В конце концов, если у меня и есть на кого слабая надежда — так это на Мишину мать.
Авось, она не выдаст Мишу, и одним своим прикосновением ласковой руки к горячей голове расправит измятые полуоборванные лепестки детского сердца.
За обедом спросит:
— Чего ты такой скучный, Миша? Чего ты ничего не кушаешь?
— Мне скучно, мама.
В разговор ввязывается папа.
— Его уже нужно в училище отдать, так ему тогда не будет скучно. Хочешь, я тебя отдам в Первую Коммунистическую Нормальную Школу, а?
И вдруг коммунистическая мать вспыхивает и взлетает как ракета.

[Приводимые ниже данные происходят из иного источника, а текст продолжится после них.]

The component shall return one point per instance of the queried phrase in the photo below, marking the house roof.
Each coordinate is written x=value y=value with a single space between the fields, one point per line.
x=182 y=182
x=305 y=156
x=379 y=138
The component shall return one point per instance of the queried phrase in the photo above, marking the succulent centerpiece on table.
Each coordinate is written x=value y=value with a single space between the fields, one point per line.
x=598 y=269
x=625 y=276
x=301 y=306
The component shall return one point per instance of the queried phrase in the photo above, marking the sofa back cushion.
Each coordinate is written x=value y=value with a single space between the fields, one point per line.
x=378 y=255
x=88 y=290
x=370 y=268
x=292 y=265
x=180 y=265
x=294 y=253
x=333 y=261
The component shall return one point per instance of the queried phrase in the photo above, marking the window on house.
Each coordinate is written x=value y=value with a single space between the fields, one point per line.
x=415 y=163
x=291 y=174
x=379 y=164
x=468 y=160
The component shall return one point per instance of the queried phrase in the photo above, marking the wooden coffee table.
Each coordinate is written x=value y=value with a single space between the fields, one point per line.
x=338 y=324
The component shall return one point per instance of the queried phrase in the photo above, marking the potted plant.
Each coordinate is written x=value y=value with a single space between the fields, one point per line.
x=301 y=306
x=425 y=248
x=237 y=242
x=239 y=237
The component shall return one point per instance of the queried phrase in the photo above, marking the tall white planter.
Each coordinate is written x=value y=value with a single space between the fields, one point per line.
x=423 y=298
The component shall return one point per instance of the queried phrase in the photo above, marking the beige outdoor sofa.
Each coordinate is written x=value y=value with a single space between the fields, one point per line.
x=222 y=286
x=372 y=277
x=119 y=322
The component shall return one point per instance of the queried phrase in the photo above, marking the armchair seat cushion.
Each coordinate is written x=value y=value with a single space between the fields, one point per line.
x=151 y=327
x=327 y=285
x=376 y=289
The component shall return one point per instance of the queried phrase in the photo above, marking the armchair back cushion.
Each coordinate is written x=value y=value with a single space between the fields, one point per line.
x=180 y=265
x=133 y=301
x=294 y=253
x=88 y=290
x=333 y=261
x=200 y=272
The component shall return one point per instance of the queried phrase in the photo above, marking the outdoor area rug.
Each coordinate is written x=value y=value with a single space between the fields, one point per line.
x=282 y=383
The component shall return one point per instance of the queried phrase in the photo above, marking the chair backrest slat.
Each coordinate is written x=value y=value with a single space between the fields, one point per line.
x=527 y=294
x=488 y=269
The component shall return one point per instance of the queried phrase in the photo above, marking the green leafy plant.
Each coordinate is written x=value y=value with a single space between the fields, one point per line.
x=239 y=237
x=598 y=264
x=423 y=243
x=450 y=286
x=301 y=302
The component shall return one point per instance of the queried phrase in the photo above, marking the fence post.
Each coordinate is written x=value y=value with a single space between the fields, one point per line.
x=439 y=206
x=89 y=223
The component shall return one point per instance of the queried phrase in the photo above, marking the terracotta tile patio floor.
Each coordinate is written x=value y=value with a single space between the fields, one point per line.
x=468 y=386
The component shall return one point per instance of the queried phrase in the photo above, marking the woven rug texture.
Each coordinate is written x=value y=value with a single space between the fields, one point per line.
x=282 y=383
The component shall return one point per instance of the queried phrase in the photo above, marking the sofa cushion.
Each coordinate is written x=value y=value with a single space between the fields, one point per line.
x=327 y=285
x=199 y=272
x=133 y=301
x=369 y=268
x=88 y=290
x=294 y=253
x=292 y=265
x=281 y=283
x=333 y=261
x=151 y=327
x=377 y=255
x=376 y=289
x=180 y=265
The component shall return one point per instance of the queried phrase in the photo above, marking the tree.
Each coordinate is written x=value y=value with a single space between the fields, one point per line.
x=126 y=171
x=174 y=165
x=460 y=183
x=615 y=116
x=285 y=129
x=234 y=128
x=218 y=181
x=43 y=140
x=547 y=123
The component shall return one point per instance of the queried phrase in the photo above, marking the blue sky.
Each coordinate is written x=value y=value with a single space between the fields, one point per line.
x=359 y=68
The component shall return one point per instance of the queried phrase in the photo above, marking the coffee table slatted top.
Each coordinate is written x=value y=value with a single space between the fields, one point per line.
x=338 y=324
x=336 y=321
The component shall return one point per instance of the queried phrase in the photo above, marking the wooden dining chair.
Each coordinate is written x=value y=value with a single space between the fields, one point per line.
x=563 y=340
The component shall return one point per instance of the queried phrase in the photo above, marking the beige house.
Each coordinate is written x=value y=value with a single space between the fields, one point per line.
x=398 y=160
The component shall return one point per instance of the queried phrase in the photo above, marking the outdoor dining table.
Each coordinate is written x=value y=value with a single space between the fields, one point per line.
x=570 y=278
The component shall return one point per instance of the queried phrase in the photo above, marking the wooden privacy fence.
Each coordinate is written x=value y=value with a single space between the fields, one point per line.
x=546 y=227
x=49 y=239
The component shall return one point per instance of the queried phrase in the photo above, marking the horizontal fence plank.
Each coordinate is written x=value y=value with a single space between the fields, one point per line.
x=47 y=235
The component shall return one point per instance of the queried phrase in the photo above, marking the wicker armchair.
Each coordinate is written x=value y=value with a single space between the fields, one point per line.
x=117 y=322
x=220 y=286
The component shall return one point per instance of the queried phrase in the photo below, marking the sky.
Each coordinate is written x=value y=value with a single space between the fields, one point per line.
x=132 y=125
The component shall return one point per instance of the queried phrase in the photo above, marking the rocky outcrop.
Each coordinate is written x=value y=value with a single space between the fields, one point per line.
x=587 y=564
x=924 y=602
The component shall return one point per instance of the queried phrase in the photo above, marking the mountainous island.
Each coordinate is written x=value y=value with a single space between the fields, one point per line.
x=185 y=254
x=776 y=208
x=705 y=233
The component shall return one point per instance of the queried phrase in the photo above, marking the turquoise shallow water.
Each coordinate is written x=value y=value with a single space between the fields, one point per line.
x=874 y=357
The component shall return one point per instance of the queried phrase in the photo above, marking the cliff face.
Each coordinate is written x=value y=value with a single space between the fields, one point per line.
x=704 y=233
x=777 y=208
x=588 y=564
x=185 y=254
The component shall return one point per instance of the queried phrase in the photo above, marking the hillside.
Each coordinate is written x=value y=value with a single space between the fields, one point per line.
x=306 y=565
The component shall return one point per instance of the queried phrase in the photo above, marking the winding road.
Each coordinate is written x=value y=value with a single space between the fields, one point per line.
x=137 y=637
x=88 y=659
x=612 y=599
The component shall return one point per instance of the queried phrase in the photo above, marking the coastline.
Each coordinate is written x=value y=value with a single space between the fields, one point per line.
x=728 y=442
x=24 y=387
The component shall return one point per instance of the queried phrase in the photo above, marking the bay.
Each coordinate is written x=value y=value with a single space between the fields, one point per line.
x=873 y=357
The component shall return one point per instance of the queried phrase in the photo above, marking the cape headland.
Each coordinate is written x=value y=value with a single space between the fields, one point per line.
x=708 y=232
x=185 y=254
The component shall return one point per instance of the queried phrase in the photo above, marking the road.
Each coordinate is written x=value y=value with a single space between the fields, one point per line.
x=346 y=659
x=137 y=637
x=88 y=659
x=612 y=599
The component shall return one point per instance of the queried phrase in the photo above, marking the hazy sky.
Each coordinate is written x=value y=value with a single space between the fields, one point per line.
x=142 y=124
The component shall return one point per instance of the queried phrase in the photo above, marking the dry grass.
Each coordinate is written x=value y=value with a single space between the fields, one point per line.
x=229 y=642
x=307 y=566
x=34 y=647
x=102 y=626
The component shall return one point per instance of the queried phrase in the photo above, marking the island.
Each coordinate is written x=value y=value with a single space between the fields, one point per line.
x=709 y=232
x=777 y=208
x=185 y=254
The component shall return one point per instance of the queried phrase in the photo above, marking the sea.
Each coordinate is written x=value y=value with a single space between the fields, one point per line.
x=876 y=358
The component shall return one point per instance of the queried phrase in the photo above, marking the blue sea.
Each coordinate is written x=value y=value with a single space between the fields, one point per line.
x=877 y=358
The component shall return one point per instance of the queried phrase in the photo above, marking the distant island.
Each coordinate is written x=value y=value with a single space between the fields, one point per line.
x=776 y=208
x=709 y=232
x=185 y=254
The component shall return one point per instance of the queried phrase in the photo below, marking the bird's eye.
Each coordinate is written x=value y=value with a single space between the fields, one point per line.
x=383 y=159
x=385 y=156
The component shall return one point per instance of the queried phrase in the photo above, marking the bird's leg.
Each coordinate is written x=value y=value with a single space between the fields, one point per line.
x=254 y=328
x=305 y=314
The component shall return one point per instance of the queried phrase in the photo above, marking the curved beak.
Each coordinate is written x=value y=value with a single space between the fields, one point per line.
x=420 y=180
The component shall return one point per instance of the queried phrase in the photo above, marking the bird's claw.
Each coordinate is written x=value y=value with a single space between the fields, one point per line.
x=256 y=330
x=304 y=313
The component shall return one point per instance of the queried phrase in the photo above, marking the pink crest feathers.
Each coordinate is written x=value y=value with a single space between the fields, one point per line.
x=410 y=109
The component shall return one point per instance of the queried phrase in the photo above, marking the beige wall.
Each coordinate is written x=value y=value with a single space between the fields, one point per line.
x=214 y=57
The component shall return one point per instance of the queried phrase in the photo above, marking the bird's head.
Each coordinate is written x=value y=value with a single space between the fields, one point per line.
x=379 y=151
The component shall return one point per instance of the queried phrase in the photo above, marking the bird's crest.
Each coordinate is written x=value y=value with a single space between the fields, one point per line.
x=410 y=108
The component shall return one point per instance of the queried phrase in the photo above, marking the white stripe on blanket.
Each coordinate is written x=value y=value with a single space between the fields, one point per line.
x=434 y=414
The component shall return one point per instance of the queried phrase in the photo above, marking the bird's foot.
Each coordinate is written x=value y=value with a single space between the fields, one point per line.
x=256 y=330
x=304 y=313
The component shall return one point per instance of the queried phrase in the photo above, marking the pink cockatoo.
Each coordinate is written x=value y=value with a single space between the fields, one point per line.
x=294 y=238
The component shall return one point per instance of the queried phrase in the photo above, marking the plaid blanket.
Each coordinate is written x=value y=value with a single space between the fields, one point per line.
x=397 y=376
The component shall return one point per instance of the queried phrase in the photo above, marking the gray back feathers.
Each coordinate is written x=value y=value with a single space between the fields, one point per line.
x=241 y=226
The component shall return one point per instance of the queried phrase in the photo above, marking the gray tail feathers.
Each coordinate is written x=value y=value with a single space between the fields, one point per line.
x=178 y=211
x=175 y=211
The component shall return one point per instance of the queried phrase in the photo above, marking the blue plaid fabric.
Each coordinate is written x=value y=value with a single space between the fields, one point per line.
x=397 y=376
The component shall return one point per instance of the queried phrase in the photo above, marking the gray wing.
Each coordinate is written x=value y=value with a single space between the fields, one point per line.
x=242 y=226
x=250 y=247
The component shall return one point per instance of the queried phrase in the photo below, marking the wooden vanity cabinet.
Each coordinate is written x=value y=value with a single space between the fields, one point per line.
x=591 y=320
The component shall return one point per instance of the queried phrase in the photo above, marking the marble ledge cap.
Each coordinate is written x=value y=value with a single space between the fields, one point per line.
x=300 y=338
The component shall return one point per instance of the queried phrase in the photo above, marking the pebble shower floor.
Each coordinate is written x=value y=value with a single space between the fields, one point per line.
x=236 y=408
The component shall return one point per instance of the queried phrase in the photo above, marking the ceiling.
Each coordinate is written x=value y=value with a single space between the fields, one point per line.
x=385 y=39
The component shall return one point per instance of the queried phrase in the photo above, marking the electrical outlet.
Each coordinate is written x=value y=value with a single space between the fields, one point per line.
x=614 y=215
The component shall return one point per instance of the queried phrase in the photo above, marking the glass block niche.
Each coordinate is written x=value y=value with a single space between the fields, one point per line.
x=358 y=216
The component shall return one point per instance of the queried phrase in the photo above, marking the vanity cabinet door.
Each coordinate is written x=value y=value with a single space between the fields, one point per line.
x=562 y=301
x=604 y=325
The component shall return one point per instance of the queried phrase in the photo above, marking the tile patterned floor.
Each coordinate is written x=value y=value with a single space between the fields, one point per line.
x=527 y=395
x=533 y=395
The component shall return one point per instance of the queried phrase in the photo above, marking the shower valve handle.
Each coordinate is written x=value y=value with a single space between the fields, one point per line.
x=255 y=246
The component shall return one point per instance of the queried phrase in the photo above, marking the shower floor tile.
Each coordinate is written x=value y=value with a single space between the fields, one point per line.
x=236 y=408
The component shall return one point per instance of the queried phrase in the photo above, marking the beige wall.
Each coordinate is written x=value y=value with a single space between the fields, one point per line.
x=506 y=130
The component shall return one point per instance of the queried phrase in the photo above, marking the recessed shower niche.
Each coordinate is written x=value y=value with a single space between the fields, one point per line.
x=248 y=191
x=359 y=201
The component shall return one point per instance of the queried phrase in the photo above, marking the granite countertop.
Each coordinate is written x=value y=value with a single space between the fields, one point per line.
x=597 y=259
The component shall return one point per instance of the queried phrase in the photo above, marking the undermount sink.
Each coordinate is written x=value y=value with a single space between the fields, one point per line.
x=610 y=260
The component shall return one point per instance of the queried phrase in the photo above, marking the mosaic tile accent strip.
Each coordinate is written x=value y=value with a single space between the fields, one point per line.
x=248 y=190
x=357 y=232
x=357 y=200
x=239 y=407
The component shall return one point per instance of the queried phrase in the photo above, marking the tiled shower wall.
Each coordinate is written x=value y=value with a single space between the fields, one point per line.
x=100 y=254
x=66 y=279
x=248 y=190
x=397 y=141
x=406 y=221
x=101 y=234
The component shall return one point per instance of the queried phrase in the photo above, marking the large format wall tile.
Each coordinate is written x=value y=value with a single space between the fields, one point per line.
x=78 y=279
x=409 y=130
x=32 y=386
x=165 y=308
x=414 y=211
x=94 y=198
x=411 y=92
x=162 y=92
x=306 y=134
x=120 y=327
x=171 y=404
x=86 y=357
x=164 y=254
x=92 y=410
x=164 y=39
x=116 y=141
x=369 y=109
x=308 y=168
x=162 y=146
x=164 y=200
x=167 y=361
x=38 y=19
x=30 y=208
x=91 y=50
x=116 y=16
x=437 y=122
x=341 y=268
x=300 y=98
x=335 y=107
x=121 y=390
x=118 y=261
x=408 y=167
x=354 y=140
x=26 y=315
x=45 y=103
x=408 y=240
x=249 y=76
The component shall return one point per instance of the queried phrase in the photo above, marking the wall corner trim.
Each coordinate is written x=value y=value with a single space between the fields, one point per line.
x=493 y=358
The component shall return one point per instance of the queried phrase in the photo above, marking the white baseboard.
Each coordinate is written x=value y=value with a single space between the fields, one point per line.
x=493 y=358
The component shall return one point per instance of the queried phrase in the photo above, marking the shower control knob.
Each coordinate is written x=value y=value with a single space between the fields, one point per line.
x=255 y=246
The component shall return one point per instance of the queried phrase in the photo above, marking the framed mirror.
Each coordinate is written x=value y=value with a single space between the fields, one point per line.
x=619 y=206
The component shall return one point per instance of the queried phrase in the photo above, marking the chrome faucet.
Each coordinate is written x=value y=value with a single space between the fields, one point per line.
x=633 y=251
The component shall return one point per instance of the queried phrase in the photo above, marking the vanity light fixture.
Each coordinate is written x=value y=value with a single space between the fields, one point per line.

— Ты! ты! — кричит она, сжигая сверкающими глазами коммунистического папу. — Ты мне эти шутки с моим ребенком брось! Я знаю ваши «Нормальные» школы для мальчиков и девочек!! Ты там можешь себе проводить какую хочешь политику, но в семью этой дряни не вноси. Чтобы я послала своего сына на разврат? Лева, слышишь? Об этом больше нет разговора!
Ну, хорошо, ну, ладно. Раскудахталась. Миша! Ну, если тебе скучно, — поедем опять принимать парад красных войск — хочешь?
— Что ты со своими паршивыми парадами к ребенку пристал? Он же один, ему же нужны товарищи, а ты ему своими парадами-марадами голову морочишь!.
— Ему нужны товарищи! Так чего же ты молчишь? Хочешь, я к нему пришлю поиграть сына Лациса Картушу?
— Лева! Я же тебе в тысячный раз повторяю: оставляй с вою политику на пороге нашего дома! Чтобы я позволила моему сыну играть с этим латышонком, с сыном палача, который…
— Со-ня!!! Или ты замолчишь, или я уйду из-за стола! Что это за разговоры такие?
За столом тяжелое, душное молчание.
Миша сидит, положив на тарелку вилку и ножик, не притронувшись к цыпленку, и смотрит невидящими глазами в стену.
Что ты? озабоченно спрашивает отец. — О чем задумался?
— Папа, ты знаешь, что такое Эль-Пасо и Дель-Норте.
— М…м… Не знаю. Я думаю, это сокращенное название какой-нибудь организации.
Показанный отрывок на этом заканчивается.